I don't remember really minding the rude nickname, but when The Sneetches came out I nicknamed myself "Weepy Weed." I didn't mind being called a Weepy Weed. I minded being one. To some extent I seemed to be "outgrowing that stage," at last, by the 1980s when chlordane was banned, but I thought of myself as a Weepy Weed until I went gluten-free. 
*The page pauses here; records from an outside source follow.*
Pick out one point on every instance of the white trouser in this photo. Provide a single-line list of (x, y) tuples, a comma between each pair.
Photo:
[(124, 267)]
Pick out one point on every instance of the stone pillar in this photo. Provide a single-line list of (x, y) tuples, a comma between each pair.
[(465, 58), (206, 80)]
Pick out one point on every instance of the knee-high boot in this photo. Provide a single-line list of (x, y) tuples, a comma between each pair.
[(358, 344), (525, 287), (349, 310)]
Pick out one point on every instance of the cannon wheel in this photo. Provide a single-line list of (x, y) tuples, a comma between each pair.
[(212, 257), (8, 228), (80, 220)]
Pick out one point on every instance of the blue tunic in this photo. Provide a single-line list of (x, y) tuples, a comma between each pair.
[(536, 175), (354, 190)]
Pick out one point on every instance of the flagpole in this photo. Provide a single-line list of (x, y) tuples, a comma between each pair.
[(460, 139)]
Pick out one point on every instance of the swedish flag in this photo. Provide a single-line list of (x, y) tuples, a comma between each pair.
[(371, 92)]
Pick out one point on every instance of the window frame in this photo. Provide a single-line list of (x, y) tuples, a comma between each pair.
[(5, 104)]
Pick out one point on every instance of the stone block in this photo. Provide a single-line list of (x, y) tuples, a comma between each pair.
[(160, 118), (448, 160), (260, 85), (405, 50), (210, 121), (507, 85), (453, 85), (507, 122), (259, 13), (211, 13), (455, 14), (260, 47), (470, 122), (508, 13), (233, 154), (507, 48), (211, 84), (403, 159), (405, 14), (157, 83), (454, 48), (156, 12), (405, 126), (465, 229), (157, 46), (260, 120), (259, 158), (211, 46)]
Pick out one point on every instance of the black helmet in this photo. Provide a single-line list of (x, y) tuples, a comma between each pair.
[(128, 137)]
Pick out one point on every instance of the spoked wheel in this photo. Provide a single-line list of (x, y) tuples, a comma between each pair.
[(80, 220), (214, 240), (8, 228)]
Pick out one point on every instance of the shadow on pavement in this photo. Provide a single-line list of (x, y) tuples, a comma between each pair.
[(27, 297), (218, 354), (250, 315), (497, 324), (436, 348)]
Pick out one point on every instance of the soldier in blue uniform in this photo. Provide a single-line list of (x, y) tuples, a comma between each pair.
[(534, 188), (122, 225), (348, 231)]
Some people might want to wax emotional about this memory and how "hurtful" it must have been. I don't remember being teased about a disease condition as one of the things I found terribly hurtful. Being uprooted and dragged to "a new home" at the other side of the continent was a source of pain, as I recall. Not being allowed to do things I wanted to do was. Things people called one another in the schoolyard were stupid jokes. The ones for teachers were generally worse than the ones for kids,

I was sheltered, in some ways. Not until I went to a church college, where seriously working with other people was required, did a sense of being labelled feel "hurtful" or harmful to me. Church schools tend to have their own tight little subcultures where being labelled an outsider, a misfit, can drive people to drink or suicide. I bonded with other outsiders and had a lot of fun for as long as I was singing at church events and earning Dean's List grades. Then I came down with mono, dropped out of school, and needed a job, and then that "outsider" label started to hurt. I was a vegan and a virgin and had never even wanted to "experiment" with drugs or alcohol. Mono affected my liver the same way LSD had affected some friends' livers. Everybody wanted to "help" me confess to a lot of things I'd never done, but actual help, as in employment so I could get out of student loan default and finish a degree, was out of the question. 

Being blessed with typing skills, I didn't sink into despair; I became an entrepreneur and was too busy having fun and earning money to stay depressed for very long. I merely grew up to be one of the many people who have a low opinion of Seventh-Day Adventists, even after being told that other church school communities can be just as bad.